There are several points of legitimate criticism that are directed at Tesla and SpaceX CEO Elon Musk. Among the most persistent involves claims about an emerald mine, which critics on social media have related to Musk’s fortune and success being built on the back of “stolen jewels,” “blood diamonds,” or “apartheid,” for that matter.
Considering the prevalence of the story, it was no wonder that the claim emerged on Twitter this weekend.
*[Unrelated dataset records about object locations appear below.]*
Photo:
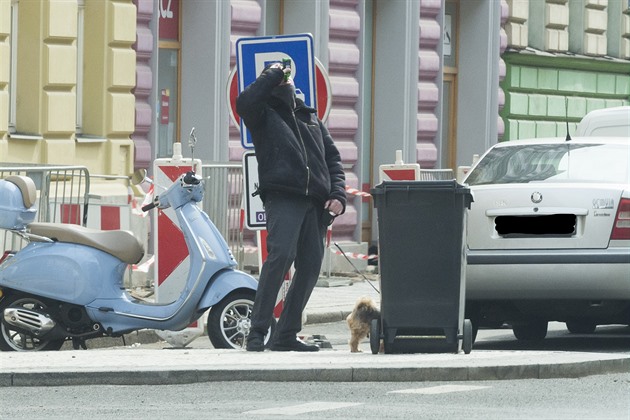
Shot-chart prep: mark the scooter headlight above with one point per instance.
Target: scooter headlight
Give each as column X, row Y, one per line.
column 209, row 250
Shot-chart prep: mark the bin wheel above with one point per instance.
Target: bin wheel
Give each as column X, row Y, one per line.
column 375, row 335
column 468, row 336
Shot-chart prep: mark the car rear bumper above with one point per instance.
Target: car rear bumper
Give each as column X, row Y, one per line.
column 552, row 274
column 550, row 256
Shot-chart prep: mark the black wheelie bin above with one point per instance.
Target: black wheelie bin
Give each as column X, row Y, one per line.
column 422, row 262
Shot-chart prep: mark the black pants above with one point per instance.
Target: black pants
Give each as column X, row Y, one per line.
column 295, row 234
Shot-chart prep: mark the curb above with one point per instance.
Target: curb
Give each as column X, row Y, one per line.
column 316, row 374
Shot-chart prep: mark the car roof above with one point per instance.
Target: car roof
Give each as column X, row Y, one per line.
column 556, row 140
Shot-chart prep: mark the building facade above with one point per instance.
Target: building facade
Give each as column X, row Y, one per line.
column 112, row 84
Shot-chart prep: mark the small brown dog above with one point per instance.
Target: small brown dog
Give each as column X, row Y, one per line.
column 359, row 321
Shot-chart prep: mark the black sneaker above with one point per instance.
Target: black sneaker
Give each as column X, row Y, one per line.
column 255, row 343
column 295, row 345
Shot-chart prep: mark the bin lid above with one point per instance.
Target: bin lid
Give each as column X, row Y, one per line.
column 379, row 191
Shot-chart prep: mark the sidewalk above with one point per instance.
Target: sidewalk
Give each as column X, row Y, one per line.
column 138, row 364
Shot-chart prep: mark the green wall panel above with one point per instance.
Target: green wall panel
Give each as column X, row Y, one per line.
column 543, row 94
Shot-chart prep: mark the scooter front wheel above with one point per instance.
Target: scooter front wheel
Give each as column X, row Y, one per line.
column 229, row 321
column 13, row 340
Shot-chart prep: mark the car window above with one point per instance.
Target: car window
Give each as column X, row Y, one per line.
column 553, row 163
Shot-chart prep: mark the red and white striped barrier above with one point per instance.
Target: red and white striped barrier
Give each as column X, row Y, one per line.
column 354, row 191
column 355, row 255
column 145, row 266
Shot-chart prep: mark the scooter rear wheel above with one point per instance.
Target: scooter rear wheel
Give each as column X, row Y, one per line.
column 229, row 321
column 14, row 340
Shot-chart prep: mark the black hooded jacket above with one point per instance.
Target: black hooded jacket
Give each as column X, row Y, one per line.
column 295, row 151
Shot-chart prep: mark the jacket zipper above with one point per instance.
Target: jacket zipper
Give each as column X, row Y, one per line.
column 308, row 169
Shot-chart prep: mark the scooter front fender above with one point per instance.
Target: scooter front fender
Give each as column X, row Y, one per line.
column 223, row 283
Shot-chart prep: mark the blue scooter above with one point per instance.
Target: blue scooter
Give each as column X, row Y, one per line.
column 67, row 283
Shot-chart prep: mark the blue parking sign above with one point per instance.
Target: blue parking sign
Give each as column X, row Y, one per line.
column 253, row 54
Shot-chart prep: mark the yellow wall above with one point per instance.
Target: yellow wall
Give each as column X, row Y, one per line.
column 5, row 54
column 47, row 81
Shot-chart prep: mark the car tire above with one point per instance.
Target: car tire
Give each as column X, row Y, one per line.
column 531, row 331
column 581, row 327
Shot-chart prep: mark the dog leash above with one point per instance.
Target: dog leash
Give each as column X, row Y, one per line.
column 355, row 268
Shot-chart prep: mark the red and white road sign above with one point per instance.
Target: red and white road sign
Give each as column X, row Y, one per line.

This time around, it came in the form of a Community Note on Twitter, which responded to a user’s post stating that Musk had come to the US with no money and graduated with over $100,000 in debt, and that the CEO worked two jobs while he was at school.
As per the Community Note, which has since disappeared from the post, the post was reportedly “misleading” because Musk “was born into an extremely wealthy family in South Africa.” The Community Note received polarizing reactions on Twitter, with supporters of the CEO stating that it was inaccurate and critics celebrating it.
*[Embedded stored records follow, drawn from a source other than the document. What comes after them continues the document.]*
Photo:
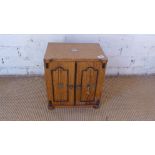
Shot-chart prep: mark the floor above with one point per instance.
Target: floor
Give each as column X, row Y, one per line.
column 125, row 98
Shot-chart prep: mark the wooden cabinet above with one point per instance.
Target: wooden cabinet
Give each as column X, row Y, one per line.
column 74, row 74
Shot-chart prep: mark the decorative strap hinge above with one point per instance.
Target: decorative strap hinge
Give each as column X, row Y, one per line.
column 103, row 65
column 46, row 65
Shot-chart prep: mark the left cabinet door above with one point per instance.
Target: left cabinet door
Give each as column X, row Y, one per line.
column 60, row 82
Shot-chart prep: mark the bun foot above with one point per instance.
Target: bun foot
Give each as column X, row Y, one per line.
column 50, row 106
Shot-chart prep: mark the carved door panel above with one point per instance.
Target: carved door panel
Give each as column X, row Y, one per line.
column 61, row 83
column 89, row 82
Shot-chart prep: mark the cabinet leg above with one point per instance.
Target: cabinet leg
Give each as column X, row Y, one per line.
column 50, row 105
column 97, row 105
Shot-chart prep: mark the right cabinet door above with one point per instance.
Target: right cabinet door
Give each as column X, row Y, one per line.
column 89, row 82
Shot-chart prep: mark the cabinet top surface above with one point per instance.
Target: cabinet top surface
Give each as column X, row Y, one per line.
column 74, row 51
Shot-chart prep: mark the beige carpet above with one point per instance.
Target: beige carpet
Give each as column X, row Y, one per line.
column 125, row 98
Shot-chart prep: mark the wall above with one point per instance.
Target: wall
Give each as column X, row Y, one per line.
column 128, row 54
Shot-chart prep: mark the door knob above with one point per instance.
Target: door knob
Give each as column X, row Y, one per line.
column 70, row 86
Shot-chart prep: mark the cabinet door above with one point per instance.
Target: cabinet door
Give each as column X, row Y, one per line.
column 60, row 82
column 89, row 82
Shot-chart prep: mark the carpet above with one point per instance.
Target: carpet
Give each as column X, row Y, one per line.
column 125, row 98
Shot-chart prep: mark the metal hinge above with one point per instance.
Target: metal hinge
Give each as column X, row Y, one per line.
column 103, row 66
column 46, row 65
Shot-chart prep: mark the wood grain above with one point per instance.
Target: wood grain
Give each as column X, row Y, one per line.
column 74, row 74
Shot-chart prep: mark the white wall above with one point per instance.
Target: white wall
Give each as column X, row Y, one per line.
column 127, row 54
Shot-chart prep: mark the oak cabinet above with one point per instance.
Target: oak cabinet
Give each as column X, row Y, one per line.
column 74, row 74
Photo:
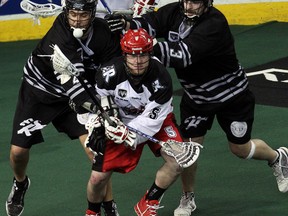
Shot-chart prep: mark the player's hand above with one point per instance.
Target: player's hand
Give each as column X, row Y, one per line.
column 141, row 7
column 120, row 133
column 95, row 132
column 116, row 22
column 64, row 78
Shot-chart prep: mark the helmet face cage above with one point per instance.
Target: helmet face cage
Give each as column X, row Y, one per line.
column 81, row 5
column 137, row 46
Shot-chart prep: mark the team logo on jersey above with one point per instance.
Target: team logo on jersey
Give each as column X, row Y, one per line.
column 173, row 36
column 108, row 72
column 154, row 113
column 238, row 129
column 170, row 131
column 133, row 111
column 156, row 85
column 194, row 121
column 30, row 125
column 122, row 93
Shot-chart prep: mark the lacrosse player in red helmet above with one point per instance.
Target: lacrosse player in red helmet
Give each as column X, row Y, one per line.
column 200, row 47
column 141, row 88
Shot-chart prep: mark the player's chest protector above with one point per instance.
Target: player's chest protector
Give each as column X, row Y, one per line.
column 182, row 32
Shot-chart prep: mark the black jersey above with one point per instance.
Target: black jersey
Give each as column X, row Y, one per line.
column 144, row 106
column 88, row 54
column 203, row 55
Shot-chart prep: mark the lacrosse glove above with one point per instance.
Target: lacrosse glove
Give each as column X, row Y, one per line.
column 141, row 7
column 95, row 140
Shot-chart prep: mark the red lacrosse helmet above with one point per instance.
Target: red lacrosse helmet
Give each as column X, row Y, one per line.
column 136, row 41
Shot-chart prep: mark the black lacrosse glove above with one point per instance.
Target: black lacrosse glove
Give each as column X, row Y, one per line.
column 117, row 22
column 96, row 138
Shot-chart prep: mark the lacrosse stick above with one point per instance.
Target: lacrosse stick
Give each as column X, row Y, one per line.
column 40, row 10
column 185, row 153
The Musk Emerald Story’s Roots
It should be noted that the Musk family’s relation to an emerald mine was referenced years ago, initially in two reports from Business Insider South Africa from 2018. The reports were based on comments from Errol Musk, Elon Musk’s father, who told the publication, among other things, that Elon and Kimbal at one time sold a pair of emeralds to Tiffany’s in New York City for about $2,000, and that the Musk family was so wealthy that they had difficulty closing their safe.
Now, the idea of Tiffany’s purchasing emeralds from teenagers who walked in the store may be a bit suspect, as such practices are more commonly affiliated with traditional pawnshops, and the idea of a safe not being closed easily because of too much money inside may sound cartoony, but Business Insider South Africa ran with the story anyway. At the end of the article, however, the publication noted that Errol’s story could not be confirmed by Elon because the father and son have a complicated history.
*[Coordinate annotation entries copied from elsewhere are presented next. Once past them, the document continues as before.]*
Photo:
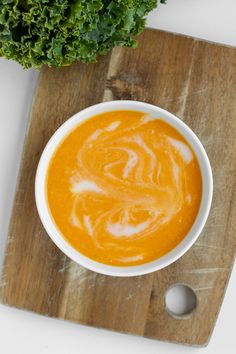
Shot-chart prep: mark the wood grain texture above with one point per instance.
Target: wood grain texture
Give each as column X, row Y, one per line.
column 196, row 81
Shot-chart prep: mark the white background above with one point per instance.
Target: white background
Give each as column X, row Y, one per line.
column 23, row 332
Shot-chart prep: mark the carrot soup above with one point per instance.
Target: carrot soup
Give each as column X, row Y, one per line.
column 124, row 188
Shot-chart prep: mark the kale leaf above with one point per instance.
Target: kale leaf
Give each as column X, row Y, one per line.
column 59, row 32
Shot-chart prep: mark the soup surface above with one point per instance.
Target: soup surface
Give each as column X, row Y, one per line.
column 124, row 188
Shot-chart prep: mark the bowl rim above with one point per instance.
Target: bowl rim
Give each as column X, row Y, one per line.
column 57, row 237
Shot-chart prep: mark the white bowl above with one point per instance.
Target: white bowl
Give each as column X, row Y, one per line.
column 168, row 258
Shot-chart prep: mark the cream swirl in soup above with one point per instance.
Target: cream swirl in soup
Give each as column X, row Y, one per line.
column 124, row 188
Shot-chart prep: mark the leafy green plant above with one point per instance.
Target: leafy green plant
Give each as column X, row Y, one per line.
column 59, row 32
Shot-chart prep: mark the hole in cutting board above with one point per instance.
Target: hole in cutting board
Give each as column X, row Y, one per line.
column 180, row 300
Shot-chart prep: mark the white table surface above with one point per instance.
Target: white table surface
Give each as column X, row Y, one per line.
column 22, row 332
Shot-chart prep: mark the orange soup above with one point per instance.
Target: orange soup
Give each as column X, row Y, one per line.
column 124, row 188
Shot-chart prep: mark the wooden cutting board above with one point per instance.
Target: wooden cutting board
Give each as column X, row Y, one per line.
column 196, row 81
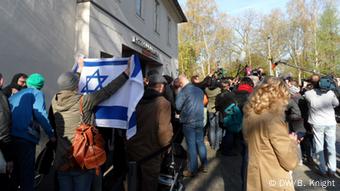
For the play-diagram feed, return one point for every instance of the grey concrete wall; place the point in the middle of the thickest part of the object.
(37, 36)
(107, 35)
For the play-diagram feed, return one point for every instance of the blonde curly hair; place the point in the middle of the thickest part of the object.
(271, 95)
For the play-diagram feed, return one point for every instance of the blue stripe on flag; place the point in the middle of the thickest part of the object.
(137, 68)
(133, 120)
(105, 63)
(111, 112)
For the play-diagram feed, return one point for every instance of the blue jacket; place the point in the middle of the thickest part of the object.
(28, 105)
(190, 104)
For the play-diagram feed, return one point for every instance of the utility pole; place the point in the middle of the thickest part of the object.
(269, 55)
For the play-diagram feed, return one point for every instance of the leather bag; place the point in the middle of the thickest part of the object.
(88, 145)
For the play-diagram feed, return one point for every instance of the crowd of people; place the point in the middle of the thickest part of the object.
(276, 123)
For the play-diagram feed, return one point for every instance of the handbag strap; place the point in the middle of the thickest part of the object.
(81, 109)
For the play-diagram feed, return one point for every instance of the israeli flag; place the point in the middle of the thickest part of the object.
(119, 110)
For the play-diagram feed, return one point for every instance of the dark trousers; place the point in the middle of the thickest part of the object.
(24, 159)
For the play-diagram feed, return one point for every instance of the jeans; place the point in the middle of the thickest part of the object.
(325, 133)
(215, 132)
(24, 159)
(194, 137)
(76, 180)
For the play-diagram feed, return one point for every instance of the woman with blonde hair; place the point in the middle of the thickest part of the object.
(272, 151)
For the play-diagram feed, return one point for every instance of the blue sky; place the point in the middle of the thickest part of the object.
(236, 7)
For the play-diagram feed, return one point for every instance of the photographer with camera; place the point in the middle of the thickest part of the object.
(322, 101)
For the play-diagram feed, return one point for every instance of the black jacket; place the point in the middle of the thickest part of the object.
(14, 84)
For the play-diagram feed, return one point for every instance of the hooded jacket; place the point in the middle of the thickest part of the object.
(272, 154)
(154, 129)
(28, 107)
(66, 110)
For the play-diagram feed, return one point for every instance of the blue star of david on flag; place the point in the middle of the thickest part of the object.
(94, 76)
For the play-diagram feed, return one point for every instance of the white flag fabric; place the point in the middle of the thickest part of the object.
(119, 110)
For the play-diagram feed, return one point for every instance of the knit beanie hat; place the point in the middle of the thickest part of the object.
(68, 81)
(36, 81)
(294, 90)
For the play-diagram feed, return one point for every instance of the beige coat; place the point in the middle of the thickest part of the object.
(272, 154)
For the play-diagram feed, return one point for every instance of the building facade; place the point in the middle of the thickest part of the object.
(44, 36)
(119, 28)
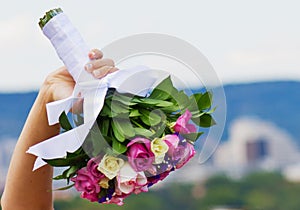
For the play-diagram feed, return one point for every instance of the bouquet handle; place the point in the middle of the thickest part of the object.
(68, 43)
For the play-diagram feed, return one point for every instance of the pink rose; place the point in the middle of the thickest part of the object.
(92, 166)
(172, 140)
(154, 179)
(139, 154)
(129, 181)
(182, 124)
(87, 184)
(187, 154)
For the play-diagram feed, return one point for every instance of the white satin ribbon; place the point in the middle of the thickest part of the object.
(138, 81)
(73, 51)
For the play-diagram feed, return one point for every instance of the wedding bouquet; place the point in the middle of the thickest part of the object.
(134, 141)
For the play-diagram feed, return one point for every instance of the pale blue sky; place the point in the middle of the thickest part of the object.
(245, 41)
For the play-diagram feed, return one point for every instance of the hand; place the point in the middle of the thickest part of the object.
(60, 84)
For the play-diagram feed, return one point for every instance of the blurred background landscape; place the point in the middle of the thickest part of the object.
(254, 48)
(255, 166)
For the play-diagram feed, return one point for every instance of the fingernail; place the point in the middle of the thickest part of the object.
(88, 67)
(97, 73)
(92, 55)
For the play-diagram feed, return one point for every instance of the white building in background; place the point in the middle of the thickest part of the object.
(6, 150)
(255, 144)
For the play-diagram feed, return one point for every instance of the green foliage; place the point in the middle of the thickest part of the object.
(125, 116)
(260, 191)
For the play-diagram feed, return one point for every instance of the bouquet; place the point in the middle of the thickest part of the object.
(135, 140)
Elon Musk’s Changing Narrative
What is rather interesting here is that Musk has actually referenced an emerald mine in past interviews as well. In a 2014 interview with Forbes, Musk noted that “This is going to sound slightly crazy, but my father also had a share in an Emerald mine in Zambia.” In posts on Twitter in December 2019, however, Musk noted that his father “didn’t own an emerald mine.” Granted, there’s a notable difference between “owning” a mine and “having a share” in one, but the apparent change in Musk’s narrative is notable.
The Crucial Piece
Fortunately, Musk’s recent post on Twitter provided some critical context on why his own interviews and later posts and comments contradict each other. As noted by Musk in his recent post, he actually believed that it was true for some time because his father told him that he owned a share in a mine in Zambia. However, it appears that nobody has really seen the mine, and he and his brother Kimbal are still financially supporting their father, even until today. Musk also shared some thoughts on his complicated relationship with his father.
“Our condition of providing him financial support was that he not engage in bad behavior. Unfortunately, he nonetheless did. There are young children involved, so we continued to provide financial support for their well-being. Regarding the so-called “emerald mine”, there is no objective evidence whatsoever that this mine ever existed. He told me that he owned a share in a mine in Zambia, and I believed him for a while, but nobody has ever seen the mine, nor are there any records of its existence. If this mine was real, he would not require financial support from my brother and me,” Musk wrote.
Whether or not Musk is telling the complete truth in his recent post on Twitter is still up for question. That being said, Musk’s post does explain why his comments and stance on his father’s emerald mine stake have changed over the years. If his post is accurate, then it is true that he believed that his father had a share in an emerald mine in the past, but it is also true that he is very skeptical of the claim today. His recent comments then, one of which is offering 1 million Dogecoins to anyone who can trace the emerald mine related to his father, would make sense.
Maye Musk, Elon Musk’s mother, also provided her own thoughts on the matter. As per Maye, she was made aware of the emerald mine story on Twitter about ten years ago. That being said, she also highlighted that when she and her children moved to Toronto in 1989, they stayed at a one-bedroom apartment and later a rent-controlled unit, hardly the accommodations of an extremely wealthy family from South Africa.
Errol Musk’s Most Recent Comments
To be fair, recent comments from Errol Musk also suggested that the emerald mine that he had a share in was not some grand operation that resulted in generational wealth.
“What Elon is saying is that there was no formal mine. It was a rock formation protruding from the ground in the middle of nowhere. There was no mining company. There are no signed agreements or financial statements. No one owned anything. The deal was done on a handshake with the Italian man at a time when Zambia was a free for all. Not even he knew exactly where the border was. At that time, it was like the Wild West,” Errol Musk told news.com.au.